Maybe my frustration comes from watching it from the inside too many times. For example, in my first job, where the search committee tossed out every applicant from an Ivy-League institution and passed around some of the applicants with gender studies interests to giggle about in the hallway. At my current job, where people latch on to some misstep during the campus interview and gossip about it in increasingly abusive terms until I start to wonder why we invited the applicant in the first place if he is such a hopeless dunce.
This is my request to applications readers: yes, we know you have a lot to do, and we know that many people apply for jobs where they lack the appropriate qualifications. How about you just put those inappropriate apps aside quickly without attacking the desperate individuals who are sending them? Don’t you see how that kind of statement in the blogosphere escalates the paranoia that job candidates feel? At the same time, keep in mind that no matter how well-crafted your announcement was, and how informative your internet presence is, the rules are not so uniform or clear that someone who doesn’t do what you expect deserves your ridicule; many job applicants receive very little advice about how to apply (I was prepared for my first job market by being given an application that had been successful at my campus eight years earlier and being told to copy it).
Also remember that many of the people writing recommendations have no understanding of what the market is like now, or what your individual campus is like; what they have is dozens and dozens of letters to write during the application season (I have three former students on the market now, and just with the law school, grad school, business school, study abroad, scholarship letters, I wrote something like three dozen separate recommendations since September. That doesn’t count reprints of the same recommendation to send to different institutions. And I am NOBODY). Here’s a tip: do a prestep and only ask for letters from applicants who you will consider more closely rather than forcing us to empty laser cartridges printing these things. We might then be more sympathetic to the demand that the letter be tailored to your insititution. I’m not at an Ivy, but your wrath at those lofty people in the endowed chairs at Harvard or wherever who have multiple students they have to place in a limited amount of time only makes you look petty.
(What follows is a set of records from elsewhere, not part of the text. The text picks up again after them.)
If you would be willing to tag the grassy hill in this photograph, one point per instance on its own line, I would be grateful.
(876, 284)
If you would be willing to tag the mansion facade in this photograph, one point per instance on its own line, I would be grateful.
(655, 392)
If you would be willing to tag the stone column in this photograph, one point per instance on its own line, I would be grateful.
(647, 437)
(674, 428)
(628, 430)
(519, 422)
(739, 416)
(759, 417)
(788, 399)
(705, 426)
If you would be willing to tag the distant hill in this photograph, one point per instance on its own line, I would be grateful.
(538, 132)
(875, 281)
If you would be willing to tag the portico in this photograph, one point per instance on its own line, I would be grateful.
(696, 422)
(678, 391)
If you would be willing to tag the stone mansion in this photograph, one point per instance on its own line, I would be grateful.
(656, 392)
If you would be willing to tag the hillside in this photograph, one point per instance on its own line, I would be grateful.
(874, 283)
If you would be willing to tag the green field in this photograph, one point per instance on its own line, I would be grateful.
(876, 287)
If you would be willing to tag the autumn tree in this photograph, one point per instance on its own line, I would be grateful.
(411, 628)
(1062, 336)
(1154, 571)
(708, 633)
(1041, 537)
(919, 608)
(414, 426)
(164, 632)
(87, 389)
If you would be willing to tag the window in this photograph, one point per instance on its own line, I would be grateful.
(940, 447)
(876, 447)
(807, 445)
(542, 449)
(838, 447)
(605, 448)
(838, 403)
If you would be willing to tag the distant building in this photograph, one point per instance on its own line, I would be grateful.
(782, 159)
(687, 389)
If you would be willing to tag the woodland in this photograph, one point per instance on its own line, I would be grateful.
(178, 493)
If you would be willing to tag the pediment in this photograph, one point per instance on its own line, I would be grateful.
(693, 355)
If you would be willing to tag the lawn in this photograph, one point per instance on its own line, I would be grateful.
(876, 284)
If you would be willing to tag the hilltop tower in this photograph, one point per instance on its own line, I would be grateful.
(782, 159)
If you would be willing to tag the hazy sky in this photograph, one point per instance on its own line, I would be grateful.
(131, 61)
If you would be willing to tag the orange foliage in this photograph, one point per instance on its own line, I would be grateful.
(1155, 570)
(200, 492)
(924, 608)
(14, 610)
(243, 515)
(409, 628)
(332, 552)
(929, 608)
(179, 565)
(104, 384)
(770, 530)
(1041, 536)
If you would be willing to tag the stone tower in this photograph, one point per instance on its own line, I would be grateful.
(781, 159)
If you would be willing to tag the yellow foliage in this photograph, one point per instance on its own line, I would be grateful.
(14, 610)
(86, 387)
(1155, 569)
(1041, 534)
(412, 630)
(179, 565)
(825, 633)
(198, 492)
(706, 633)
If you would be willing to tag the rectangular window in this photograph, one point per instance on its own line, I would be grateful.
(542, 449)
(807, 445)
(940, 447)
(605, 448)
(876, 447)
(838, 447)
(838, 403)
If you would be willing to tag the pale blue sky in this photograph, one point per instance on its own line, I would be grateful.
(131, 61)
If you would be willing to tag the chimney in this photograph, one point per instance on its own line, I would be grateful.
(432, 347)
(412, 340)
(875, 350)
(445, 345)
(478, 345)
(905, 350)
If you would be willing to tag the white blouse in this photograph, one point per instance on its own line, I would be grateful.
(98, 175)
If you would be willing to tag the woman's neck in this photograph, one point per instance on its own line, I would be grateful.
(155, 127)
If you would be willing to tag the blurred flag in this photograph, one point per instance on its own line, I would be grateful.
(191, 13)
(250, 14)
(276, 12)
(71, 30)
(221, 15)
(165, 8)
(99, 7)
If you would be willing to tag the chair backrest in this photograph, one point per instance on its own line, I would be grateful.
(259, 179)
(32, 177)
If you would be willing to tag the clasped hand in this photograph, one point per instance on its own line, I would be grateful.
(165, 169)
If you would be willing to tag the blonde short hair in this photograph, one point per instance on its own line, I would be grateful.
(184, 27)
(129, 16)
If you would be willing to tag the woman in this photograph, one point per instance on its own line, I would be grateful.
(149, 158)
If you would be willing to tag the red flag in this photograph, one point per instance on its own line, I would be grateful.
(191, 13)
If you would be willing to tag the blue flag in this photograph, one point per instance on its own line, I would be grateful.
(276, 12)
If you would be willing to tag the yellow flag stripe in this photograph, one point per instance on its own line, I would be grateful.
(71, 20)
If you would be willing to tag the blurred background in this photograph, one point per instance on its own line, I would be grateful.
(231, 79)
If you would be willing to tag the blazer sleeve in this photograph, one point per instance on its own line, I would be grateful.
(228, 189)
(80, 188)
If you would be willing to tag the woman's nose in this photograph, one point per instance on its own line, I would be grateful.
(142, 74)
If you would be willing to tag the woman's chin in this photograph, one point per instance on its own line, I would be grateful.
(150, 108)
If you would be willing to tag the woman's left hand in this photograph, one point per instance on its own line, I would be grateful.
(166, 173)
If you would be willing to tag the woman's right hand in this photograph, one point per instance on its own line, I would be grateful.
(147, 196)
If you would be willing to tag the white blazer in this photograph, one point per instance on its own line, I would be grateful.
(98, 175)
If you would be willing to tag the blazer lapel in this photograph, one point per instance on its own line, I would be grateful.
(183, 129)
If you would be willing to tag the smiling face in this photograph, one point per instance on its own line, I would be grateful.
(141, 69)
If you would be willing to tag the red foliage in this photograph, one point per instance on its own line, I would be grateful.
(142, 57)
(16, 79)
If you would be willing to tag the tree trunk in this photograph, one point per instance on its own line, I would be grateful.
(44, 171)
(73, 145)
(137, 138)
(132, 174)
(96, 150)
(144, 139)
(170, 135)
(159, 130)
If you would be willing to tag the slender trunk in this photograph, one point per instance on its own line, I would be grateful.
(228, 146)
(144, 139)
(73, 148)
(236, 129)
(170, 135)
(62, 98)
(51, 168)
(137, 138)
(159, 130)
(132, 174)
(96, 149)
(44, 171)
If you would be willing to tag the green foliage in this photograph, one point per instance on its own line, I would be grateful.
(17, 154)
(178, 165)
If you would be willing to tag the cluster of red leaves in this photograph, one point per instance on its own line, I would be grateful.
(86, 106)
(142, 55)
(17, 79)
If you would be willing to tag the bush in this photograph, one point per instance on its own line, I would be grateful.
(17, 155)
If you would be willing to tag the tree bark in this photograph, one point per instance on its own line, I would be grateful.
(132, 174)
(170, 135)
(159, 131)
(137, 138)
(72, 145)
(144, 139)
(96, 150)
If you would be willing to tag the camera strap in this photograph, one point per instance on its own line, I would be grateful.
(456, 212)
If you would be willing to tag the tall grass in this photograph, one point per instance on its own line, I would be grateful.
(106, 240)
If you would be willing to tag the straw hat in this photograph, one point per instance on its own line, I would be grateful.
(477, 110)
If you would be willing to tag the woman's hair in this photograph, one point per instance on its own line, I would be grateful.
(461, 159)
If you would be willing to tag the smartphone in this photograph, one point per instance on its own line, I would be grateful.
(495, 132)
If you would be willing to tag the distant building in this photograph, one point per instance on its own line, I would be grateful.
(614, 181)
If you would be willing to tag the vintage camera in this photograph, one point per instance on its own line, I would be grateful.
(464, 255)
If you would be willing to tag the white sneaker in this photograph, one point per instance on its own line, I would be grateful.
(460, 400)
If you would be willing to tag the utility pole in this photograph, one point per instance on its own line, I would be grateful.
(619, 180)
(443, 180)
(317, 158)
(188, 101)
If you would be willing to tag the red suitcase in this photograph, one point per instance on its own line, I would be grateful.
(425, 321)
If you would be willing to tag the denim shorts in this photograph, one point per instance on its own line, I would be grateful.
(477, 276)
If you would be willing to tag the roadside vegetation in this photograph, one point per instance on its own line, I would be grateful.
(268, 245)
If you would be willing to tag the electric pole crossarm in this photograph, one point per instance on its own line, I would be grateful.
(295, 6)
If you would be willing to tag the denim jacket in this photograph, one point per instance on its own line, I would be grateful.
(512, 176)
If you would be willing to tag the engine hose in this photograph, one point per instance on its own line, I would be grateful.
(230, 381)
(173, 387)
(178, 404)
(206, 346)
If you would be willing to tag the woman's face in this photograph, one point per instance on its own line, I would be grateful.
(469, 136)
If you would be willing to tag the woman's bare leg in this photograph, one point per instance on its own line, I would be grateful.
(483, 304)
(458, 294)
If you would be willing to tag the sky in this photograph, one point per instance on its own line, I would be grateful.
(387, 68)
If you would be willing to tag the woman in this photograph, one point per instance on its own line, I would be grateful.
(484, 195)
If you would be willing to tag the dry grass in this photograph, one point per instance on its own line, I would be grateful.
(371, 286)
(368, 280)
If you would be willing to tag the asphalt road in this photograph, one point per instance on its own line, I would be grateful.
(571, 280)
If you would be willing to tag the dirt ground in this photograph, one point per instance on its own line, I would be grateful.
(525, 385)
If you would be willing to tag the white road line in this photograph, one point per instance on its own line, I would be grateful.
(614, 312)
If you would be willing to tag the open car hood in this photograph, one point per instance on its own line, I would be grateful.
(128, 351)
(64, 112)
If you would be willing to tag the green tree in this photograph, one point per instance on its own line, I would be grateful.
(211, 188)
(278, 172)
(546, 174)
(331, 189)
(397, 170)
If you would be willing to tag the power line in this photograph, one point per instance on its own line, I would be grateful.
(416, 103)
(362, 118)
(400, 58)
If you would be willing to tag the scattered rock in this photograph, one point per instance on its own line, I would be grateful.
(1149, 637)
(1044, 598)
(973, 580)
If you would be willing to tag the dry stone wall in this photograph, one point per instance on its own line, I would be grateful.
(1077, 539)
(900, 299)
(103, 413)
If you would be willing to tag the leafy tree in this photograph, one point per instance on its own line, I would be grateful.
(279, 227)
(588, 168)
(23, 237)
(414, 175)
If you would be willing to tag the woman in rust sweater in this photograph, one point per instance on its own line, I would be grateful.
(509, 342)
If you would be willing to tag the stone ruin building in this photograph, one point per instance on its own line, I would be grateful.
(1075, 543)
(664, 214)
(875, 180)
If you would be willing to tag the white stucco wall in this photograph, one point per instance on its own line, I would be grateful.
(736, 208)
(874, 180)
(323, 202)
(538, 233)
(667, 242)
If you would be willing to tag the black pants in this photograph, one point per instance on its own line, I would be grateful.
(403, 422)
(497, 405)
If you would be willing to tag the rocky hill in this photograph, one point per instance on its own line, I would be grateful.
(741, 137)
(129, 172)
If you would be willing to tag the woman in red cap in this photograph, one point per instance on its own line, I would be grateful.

Cuz you know what? These people are our current and future colleagues. Brutalizing them now just makes it more likely that they will brutalize their future colleagues down the road. If you are one of those people who think spanking is counter-productive, why don’t you think for a minute about the potential effects of these public, satirical complaints about job applicants, none of whom ever set out to damage you? And you know what? If you have to spend a day, or several days, reading applications that are less than you wished they were — at least you are being paid to do it. All the effort that goes into an application is volunteer work.